Employee shall receive, on the payment due date as provided in the DST Annual
Incentive Program, any Annual Incentive earned for the performance year in which
Employee's employment terminated; provided, however, that such award shall be
prorated to reflect only the portion of such performance year that precedes
Employee's termination. To the extent required by Code Section 409A and guidance
issued thereunder, such award shall be deferred in accordance with any
applicable deferral requirements and elections in place with respect to such
award and, to the extent deferred, such award shall be paid pursuant to the
terms of deferral procedures in effect with respect to the DST Annual Incentive
Program from time to time. Notwithstanding the receipt during the Period of
separation pay as provided herein and the benefits that are generally available
to executive employees of DST during the Period, (a) Employee shall not be
entitled to accrue or receive such benefits during the Period except as set
forth herein, and (b) any contributions and benefits under applicable plans with
respect to the year of termination shall be based solely upon compensation paid
to Employee for periods prior to termination. In the year of termination,
Employee shall be entitled to participate in any qualified plan made available
to Company employees only if the Employee meets all requirements of such plans
for participation in such year.
4.6 Employee's Duties Upon Termination.

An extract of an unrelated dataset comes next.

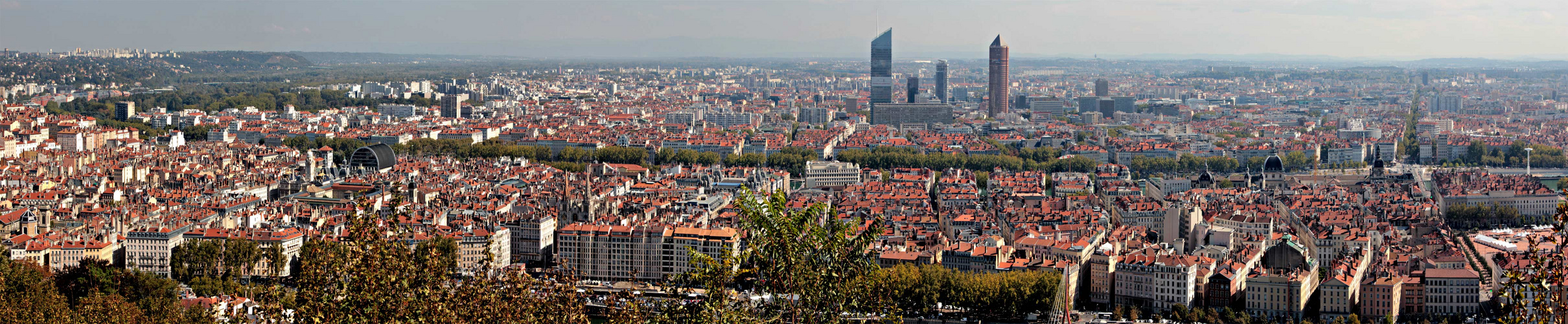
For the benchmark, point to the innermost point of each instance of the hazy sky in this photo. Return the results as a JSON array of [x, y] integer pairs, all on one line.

Upon termination of this
Agreement by Company or Employee for any reason, Employee shall immediately
return to Company all Proprietary Information (as defined in Paragraph 6) which
exists in tangible form and shall sign such written resignations from all
positions as an officer, director or member of any committee or board of
Company, DST International, DST or DST subsidiary or affiliate as may be
requested by Company, DST international, DST or DST subsidiary or affiliate and
such other documents and papers relating to Employee's employment, benefits and
benefit plans as any such entity may reasonably request.
5. CONTINUATION OF EMPLOYMENT UPON CHANGE IN CONTROL.
5.1 Continuation Of Employment. Subject to the terms and conditions of
this Paragraph 5, in the event of a Change in Control of DST (as defined in
Paragraph 5.3) at any time during Employee's employment hereunder, Employee will
remain in the employ of the Company for a period of an additional three (3)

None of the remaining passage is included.